- Born: 24 June 1819 Lemberg, Galicia, Austrian Empire
- Died: 18 July 1855 (aged 36) Lemberg, Galicia, Austrian Empire
- Writing career
- Language: Hebrew
- Literary movement: Haskalah

= Jacob Bodek =

Galician Maskilic writer

Jacob Bodek (יעקב בודק; 24 June 1819 – 18 July 1855) was a Galician Maskilic writer.

==Biography==
Jacob Bodek was born in Lemberg (now Lviv, Ukraine), where he spent most of his life.

Bodek was a leading member of Ha-Ro'im ('The Spectators'), a group of conservative Maskilim opposed to the "scientific" strand of the Haskalah. Together with his brother-in-law, A. M. Mohr, he published a journal entitled Ha-ro'eh ve-mevaker sifre meḥavre zemanenu ('Spectator and Critic of Contemporary Works'; Lemberg, 1837), which contained polemical articles criticizing the work of Solomon Judah Rapoport, Samuel David Luzzatto, and Isaac Samuel Reggio. Due to the efforts of Joshua Heschel Schorr and others, the work was banned in the Austrian Empire. The second volume was thus published in Hungary under a separate title.

Later, he published with Mohr a periodical entitled Yerushalayim ('Jerusalem'), which appeared at irregular intervals between 1844 and 1855. The journal was less confrontational than Ha-ro'eh, and generally more sympathetic to Rapoport. Bodek also republished with notes the chronicles of Abraham Trebitsch, Korot ha-ʻitim which cover the period from 1741 to 1801, and Korot nosafot, a continuation until the year 1850 (Lemberg, 1851). His biography of his friend, Zvi Hirsch Chajes, appeared in Ha-Maggid (1857).

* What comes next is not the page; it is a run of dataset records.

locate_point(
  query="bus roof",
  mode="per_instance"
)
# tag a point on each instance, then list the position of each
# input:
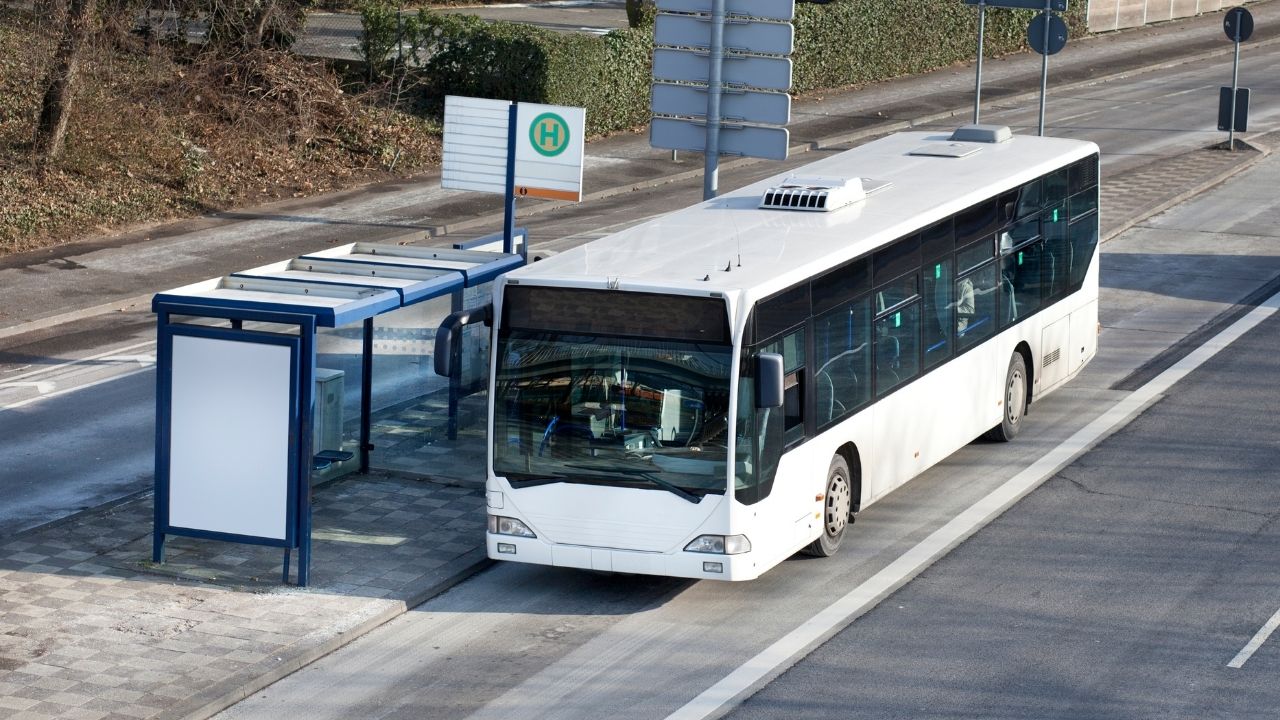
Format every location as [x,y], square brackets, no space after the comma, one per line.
[730,245]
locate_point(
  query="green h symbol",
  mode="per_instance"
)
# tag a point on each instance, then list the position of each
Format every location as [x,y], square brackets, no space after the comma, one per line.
[548,135]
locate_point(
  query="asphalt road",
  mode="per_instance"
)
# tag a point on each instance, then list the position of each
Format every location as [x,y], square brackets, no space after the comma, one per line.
[1133,119]
[1124,587]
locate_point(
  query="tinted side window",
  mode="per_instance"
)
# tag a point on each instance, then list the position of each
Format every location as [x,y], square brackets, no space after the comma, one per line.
[1083,174]
[1055,187]
[974,255]
[1029,199]
[1057,255]
[791,347]
[1083,241]
[976,305]
[842,360]
[976,222]
[936,324]
[1020,283]
[937,240]
[841,285]
[897,338]
[1084,203]
[782,311]
[903,256]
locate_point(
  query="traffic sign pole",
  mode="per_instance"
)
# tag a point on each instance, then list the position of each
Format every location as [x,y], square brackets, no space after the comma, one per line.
[711,172]
[1235,89]
[1045,68]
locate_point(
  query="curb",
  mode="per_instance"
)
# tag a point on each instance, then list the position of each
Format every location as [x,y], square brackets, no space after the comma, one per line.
[1255,158]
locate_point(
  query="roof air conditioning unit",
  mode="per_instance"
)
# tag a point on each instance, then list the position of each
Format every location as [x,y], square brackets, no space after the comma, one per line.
[816,195]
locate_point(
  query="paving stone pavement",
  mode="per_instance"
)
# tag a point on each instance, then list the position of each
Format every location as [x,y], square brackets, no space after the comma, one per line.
[91,629]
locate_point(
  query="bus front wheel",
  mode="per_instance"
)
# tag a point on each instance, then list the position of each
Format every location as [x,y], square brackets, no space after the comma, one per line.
[836,510]
[1015,401]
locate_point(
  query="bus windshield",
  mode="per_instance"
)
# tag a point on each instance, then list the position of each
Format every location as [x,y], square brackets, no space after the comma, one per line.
[609,410]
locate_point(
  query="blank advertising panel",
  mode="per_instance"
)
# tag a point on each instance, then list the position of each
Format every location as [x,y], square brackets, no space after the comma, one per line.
[232,408]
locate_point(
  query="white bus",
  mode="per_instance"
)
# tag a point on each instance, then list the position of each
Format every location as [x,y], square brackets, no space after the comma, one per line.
[714,390]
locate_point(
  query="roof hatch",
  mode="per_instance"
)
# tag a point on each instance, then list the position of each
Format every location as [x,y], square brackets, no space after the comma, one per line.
[967,140]
[819,195]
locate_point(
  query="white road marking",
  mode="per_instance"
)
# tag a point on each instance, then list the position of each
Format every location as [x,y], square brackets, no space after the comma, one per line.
[735,687]
[138,359]
[106,355]
[41,387]
[1261,637]
[77,388]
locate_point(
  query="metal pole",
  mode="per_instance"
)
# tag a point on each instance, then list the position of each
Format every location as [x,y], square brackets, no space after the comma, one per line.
[508,226]
[1235,89]
[366,393]
[977,83]
[1045,67]
[711,174]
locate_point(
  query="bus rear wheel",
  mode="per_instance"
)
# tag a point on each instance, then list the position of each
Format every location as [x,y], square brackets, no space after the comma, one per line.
[1015,401]
[836,510]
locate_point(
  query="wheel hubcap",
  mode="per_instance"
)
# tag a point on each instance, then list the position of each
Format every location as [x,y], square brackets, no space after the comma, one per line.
[1016,397]
[837,504]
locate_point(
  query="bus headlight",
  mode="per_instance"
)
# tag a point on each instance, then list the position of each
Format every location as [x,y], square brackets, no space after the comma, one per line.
[501,525]
[720,545]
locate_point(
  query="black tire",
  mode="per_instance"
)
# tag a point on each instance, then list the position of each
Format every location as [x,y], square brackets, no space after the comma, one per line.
[1016,393]
[837,509]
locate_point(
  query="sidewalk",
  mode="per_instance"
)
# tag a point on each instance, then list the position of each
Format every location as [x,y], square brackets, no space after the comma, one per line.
[90,628]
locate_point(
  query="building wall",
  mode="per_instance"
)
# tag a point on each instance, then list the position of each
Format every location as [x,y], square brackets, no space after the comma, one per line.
[1115,14]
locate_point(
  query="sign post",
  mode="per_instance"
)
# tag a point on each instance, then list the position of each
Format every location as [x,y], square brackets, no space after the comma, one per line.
[1047,36]
[977,82]
[1054,26]
[515,150]
[1238,26]
[721,73]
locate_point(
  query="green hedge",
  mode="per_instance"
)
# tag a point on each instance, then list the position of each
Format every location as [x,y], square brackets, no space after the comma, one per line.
[860,41]
[839,44]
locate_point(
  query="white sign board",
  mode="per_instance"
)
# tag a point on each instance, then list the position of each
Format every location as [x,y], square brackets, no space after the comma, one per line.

Bodek died in Lemberg in the 1855 cholera pandemic.

==Publications==
- "Ha-ro'eh ve-mevaker sifre meḥavre zemanenu" (1837) Edited with A. M. Mohr.
- "Emek Shoshanim" (1839) Edited with A. M. Mohr.
- Trebitsch, Abraham (1851). "Korot ha-ʻitim: sipure kol ha-milḥamot mi-shenat 5501 ʻad 5561" Edited by Bodek, with supplementary material under the title Korot nosafot ('Additional Details').